La Russie promettait toujours de ne jamais nuir à Israël, mais les armes en direction du Hezbollah continuent à affluer.

Olmert a par ailleurs salué les efforts entrepris par Moscou pour tenter de parvenir à la libération de Guilad Shalit, aux mains du Hamas depuis le 25 juin dernier. Poutine aurait envoyé un émissaire à Damas rencontrer le président syrien Bashar al-Assad, et lui demander d’interférer auprès de Khaled Meshaal pour qu’aucun tort ne soit causé au caporal enlevé.

Concernant la succession de Moshé Katsav, le Premier ministre a fait savoir qu’il n’était pas approprié de s’étendre sur le sujet tant que l’actuel président était encore en poste, mais il a signifié qu’il ne « rejetait aucune candidature ». Olmert préfèrerait toutefois que le futur président de l’Etat ne soit affilié à aucun parti politique.

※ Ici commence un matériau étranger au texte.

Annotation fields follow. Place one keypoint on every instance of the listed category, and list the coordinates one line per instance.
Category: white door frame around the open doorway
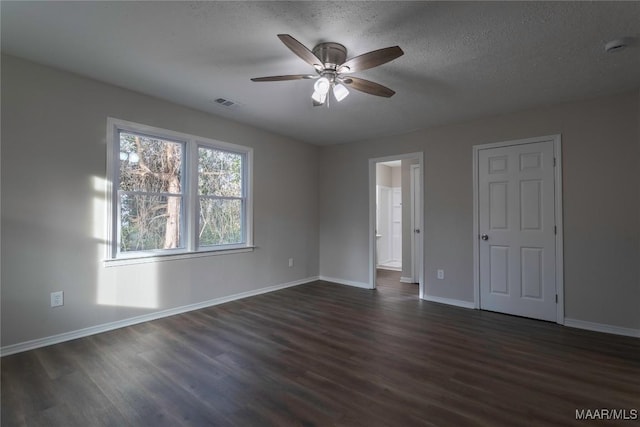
(372, 215)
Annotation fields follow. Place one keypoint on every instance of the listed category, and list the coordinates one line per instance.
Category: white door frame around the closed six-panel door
(557, 152)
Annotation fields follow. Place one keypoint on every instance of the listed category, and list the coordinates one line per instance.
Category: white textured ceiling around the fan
(462, 60)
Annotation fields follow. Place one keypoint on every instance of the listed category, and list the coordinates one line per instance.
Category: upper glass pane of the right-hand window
(219, 173)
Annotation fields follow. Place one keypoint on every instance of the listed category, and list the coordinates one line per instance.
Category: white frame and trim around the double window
(190, 195)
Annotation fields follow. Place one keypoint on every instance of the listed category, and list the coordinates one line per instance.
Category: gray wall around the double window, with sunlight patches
(53, 215)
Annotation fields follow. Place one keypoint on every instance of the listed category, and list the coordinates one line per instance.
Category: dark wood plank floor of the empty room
(326, 355)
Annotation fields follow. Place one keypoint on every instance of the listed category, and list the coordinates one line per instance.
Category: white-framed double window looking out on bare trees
(173, 193)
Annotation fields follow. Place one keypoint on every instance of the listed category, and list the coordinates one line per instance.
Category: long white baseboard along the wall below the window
(80, 333)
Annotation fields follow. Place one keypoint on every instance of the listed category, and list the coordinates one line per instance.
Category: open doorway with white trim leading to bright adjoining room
(395, 218)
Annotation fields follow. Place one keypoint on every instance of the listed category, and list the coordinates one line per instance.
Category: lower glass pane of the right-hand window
(220, 221)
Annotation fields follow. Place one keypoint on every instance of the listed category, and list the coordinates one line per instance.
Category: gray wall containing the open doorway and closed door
(601, 148)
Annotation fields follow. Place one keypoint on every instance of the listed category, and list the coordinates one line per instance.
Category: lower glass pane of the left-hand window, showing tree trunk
(149, 222)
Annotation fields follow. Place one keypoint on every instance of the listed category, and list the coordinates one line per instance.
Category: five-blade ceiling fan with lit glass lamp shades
(332, 69)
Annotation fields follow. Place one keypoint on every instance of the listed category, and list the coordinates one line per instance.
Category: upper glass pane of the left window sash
(150, 164)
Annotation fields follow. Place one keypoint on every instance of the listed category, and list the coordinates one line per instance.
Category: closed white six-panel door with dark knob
(517, 230)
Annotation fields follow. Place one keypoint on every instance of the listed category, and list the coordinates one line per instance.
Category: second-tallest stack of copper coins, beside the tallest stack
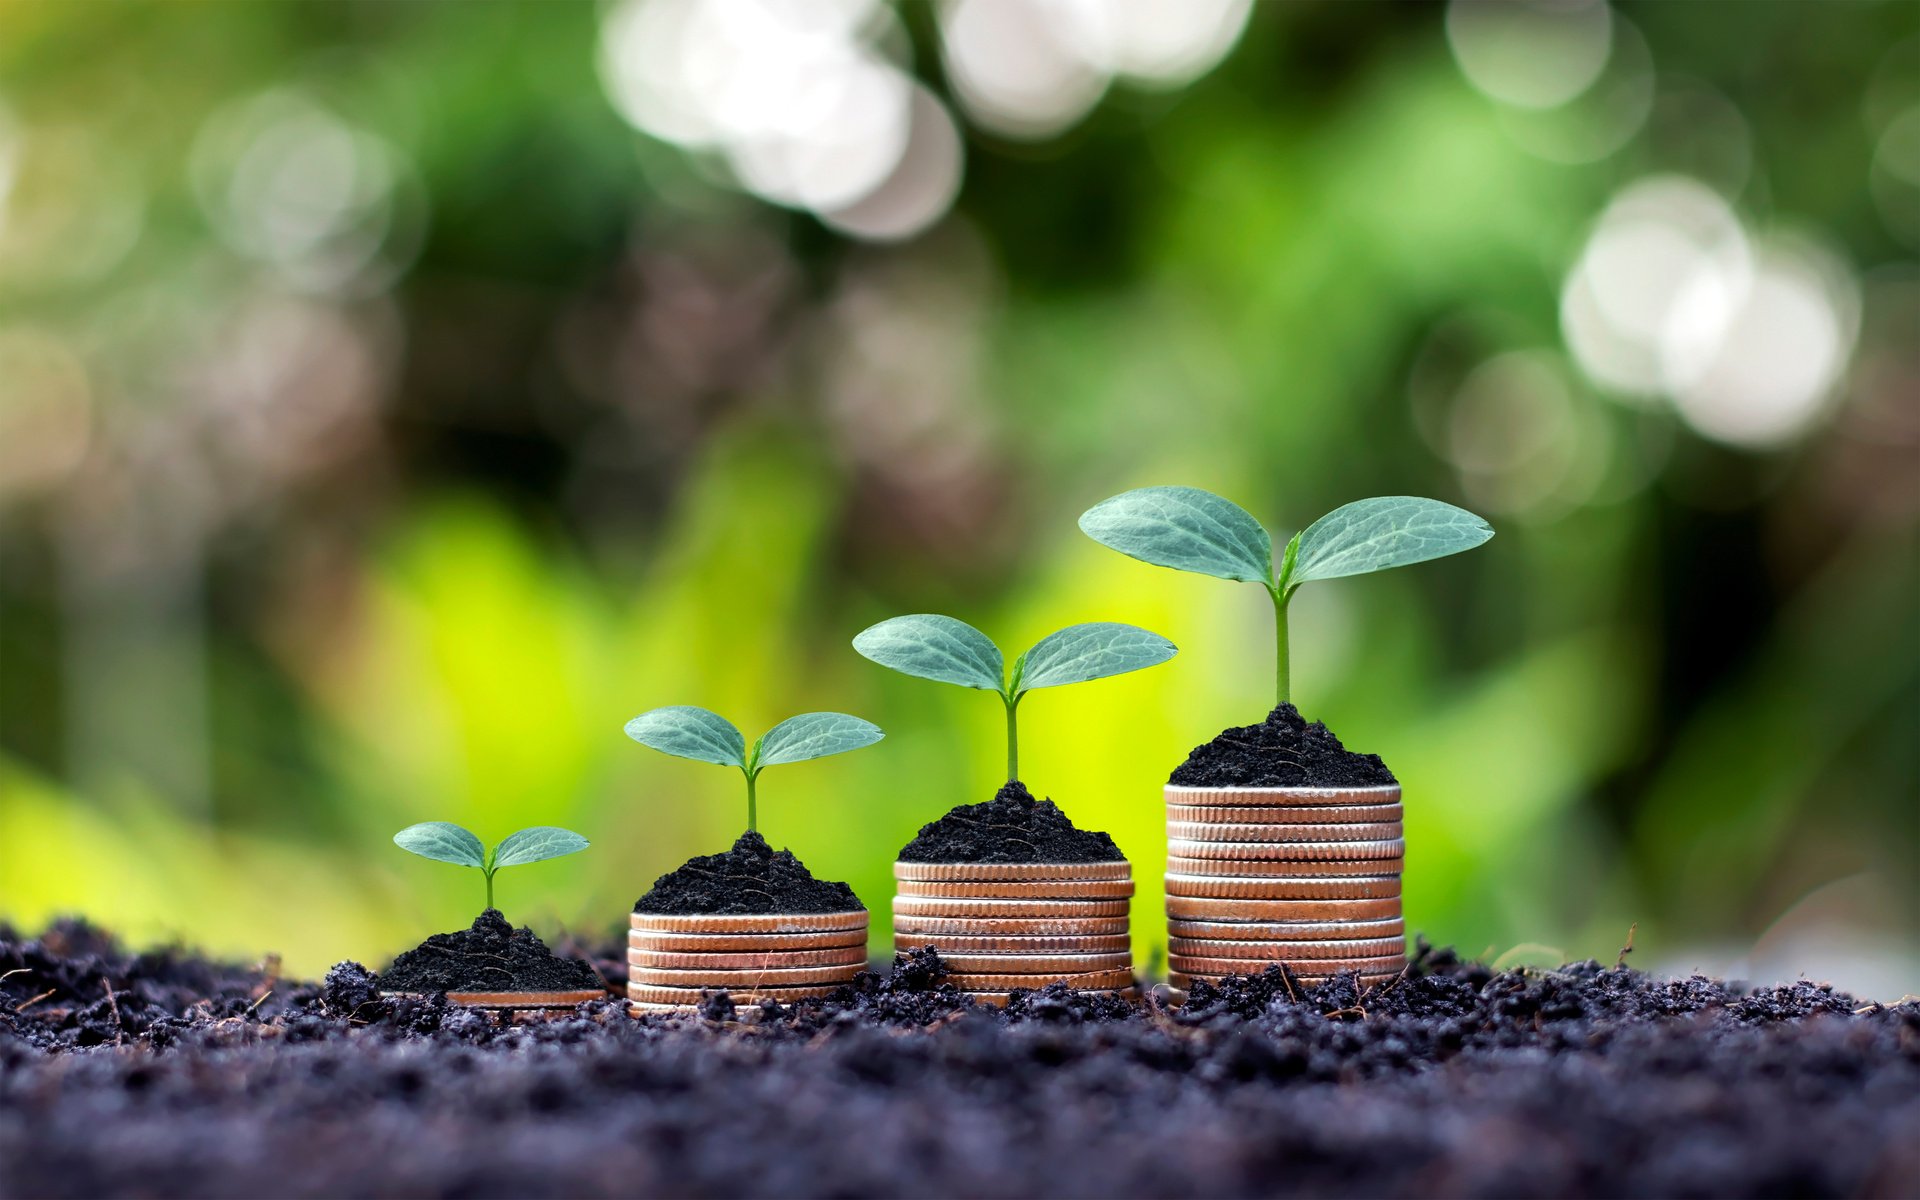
(1007, 926)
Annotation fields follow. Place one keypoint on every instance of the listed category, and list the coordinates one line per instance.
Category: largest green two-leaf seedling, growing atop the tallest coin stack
(1195, 531)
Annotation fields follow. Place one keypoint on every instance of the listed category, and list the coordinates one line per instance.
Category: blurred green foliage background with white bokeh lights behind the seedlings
(395, 398)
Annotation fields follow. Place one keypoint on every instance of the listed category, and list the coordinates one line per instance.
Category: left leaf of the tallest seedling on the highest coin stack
(1184, 529)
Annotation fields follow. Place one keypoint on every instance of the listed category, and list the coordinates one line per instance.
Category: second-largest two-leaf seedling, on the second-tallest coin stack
(951, 652)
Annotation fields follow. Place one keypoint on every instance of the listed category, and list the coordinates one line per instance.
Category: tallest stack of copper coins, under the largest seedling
(1299, 876)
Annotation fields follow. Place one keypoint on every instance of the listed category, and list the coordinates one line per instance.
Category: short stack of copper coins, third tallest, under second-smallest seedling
(780, 957)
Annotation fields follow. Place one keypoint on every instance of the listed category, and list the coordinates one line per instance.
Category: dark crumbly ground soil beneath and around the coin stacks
(166, 1076)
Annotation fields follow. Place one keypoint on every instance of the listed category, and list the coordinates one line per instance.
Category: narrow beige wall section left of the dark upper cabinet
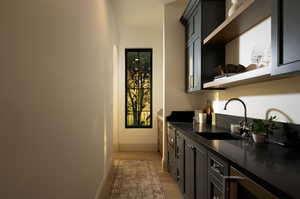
(174, 59)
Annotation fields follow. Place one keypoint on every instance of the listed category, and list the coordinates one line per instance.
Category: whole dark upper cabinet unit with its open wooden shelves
(208, 32)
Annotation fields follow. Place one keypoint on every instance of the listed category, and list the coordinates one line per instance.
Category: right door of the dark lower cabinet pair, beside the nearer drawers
(201, 172)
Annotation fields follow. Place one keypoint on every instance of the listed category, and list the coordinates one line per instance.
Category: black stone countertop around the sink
(270, 165)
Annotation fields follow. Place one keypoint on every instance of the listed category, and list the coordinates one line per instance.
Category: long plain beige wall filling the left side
(55, 98)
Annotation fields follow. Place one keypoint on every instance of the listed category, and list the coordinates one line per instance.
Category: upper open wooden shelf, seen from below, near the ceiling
(249, 14)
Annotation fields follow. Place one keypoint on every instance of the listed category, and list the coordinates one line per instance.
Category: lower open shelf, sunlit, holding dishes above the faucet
(252, 76)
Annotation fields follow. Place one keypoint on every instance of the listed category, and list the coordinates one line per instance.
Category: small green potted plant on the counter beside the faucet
(261, 129)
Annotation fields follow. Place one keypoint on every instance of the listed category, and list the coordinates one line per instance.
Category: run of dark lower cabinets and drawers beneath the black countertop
(203, 174)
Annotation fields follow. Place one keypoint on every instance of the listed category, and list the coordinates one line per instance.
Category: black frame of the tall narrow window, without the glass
(127, 50)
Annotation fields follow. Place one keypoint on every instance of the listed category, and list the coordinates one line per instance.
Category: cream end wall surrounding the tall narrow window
(140, 25)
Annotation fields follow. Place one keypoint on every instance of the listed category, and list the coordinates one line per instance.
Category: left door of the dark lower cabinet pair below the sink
(189, 170)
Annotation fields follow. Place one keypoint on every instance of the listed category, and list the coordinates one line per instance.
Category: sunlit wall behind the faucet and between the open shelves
(276, 95)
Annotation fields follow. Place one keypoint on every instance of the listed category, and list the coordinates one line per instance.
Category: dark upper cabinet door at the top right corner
(286, 37)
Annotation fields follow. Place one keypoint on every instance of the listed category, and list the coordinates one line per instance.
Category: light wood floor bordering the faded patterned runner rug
(170, 188)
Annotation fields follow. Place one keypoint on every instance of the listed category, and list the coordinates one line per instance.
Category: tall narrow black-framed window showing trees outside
(138, 88)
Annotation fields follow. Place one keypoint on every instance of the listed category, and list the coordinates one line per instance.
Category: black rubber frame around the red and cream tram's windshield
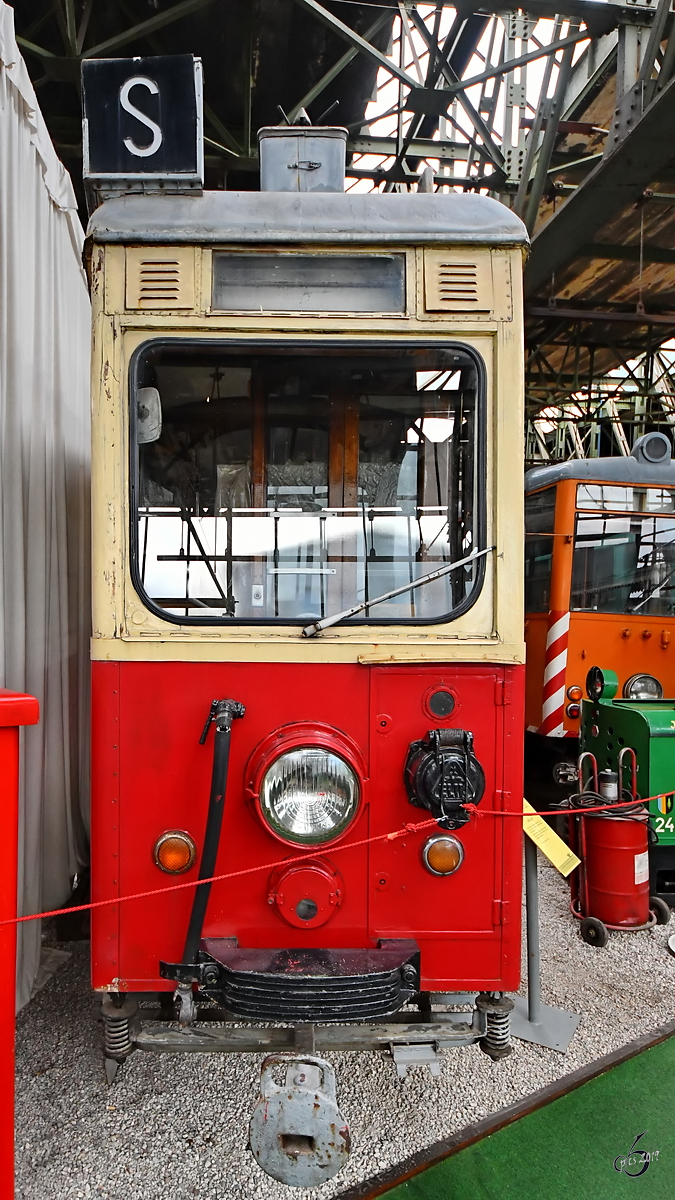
(351, 345)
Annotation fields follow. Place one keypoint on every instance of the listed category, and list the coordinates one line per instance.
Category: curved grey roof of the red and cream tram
(307, 218)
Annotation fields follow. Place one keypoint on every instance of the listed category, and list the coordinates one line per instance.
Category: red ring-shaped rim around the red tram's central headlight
(310, 736)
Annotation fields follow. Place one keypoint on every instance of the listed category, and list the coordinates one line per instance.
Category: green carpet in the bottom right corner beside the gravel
(566, 1150)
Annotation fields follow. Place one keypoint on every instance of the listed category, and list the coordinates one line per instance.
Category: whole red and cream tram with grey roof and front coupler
(308, 669)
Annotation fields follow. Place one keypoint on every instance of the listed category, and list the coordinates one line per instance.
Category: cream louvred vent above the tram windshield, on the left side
(160, 279)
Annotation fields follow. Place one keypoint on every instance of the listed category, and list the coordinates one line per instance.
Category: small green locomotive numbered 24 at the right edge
(610, 730)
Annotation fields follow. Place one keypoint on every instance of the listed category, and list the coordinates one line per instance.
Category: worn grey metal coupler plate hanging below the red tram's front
(298, 1135)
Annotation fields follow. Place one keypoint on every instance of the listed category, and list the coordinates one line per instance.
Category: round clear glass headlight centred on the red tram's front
(309, 796)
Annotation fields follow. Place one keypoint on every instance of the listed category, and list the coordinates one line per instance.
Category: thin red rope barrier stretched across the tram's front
(473, 809)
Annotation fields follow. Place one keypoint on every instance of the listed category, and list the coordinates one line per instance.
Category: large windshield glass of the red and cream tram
(286, 487)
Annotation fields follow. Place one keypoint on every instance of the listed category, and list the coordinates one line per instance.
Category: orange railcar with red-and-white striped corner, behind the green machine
(600, 589)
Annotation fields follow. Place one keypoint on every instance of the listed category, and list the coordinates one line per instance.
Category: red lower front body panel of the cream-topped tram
(151, 776)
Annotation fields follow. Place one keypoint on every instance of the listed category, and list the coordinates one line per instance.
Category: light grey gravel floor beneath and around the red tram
(180, 1124)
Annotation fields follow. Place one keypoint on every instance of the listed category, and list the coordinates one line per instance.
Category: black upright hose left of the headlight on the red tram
(224, 713)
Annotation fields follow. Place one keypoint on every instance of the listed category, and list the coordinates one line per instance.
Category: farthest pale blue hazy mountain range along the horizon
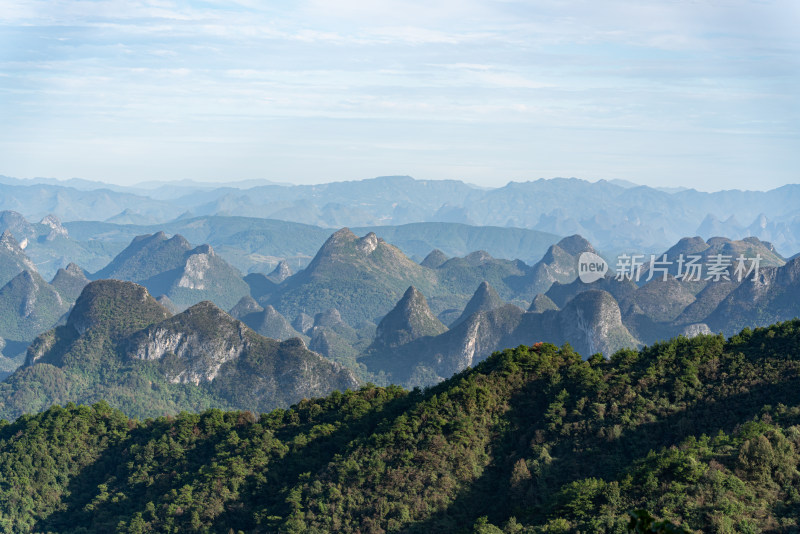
(614, 216)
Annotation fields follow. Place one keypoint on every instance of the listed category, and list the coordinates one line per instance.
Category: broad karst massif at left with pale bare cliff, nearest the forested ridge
(118, 327)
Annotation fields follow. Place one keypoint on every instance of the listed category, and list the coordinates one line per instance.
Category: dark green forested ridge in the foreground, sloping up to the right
(704, 432)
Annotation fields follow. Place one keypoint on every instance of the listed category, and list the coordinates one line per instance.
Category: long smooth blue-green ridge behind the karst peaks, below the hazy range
(253, 244)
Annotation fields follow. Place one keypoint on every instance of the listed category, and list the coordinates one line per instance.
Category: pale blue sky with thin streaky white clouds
(694, 93)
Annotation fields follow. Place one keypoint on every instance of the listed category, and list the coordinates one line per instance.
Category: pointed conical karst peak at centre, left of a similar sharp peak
(410, 319)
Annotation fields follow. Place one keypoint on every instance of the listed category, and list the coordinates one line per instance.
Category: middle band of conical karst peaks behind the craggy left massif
(363, 303)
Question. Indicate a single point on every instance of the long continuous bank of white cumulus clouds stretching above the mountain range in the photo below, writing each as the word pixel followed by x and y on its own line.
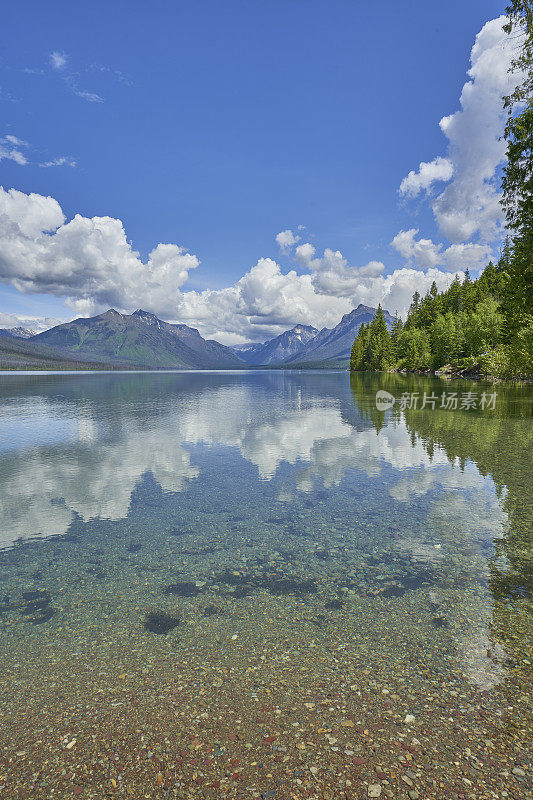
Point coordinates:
pixel 91 265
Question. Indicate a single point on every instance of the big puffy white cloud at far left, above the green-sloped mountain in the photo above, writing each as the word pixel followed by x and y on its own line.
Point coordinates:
pixel 85 259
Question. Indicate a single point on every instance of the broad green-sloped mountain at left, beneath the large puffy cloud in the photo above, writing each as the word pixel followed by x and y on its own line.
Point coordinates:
pixel 138 339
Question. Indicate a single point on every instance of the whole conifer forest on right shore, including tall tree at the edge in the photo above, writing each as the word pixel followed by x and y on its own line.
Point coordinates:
pixel 485 325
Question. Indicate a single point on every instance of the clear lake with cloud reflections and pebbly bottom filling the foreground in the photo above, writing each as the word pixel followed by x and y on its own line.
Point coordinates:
pixel 327 571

Quant à l’entrée d’Israël Beitenou dans la coalition, Olmert a avoué avoir abordé la question avec Avigdor Lieberman. Des désaccords subsisteraient entre les deux hommes, comme par exemple, l’épineuse question du mariage. « Nous devons nous revoir pour aborder le sujet plus avant », a déclaré le Premier ministre.

Autre sujet-clé pour Olmert, la quantité d’armes soviétiques qui parvient illégalement au Hezbollah, et contribue à étoffer son arsenal militaire. Le chef du gouvernement se souvient des nombreuses promesses de Poutine qui avait affirmé que la Russie ne porterait jamais atteinte à Israël. A ce jour, Moscou continue toujours d’armer la Syrie. Et les armes utilisées par la milice chiite libanaise pendant les 34 jours des récents conflits au sud-Liban étaient de fabrication russe. Ehoud Olmert espère que sa rencontre avec le président russe encouragera Moscou à réduire ses ventes d’armes au pays du Moyen-Orient, et à imposer des contrôles plus stricts sur les transactions.

De son côté, Moscou devrait s’engager activement à relancer le processus de paix israélo-palestinien, et à améliorer ses relations commerciales avec l’Etat juif. Des officiels du gouvernement russe se seraient déclarés intéressés à importer le savoir-faire israélien en matière d’agriculture, de Défense et de technologie.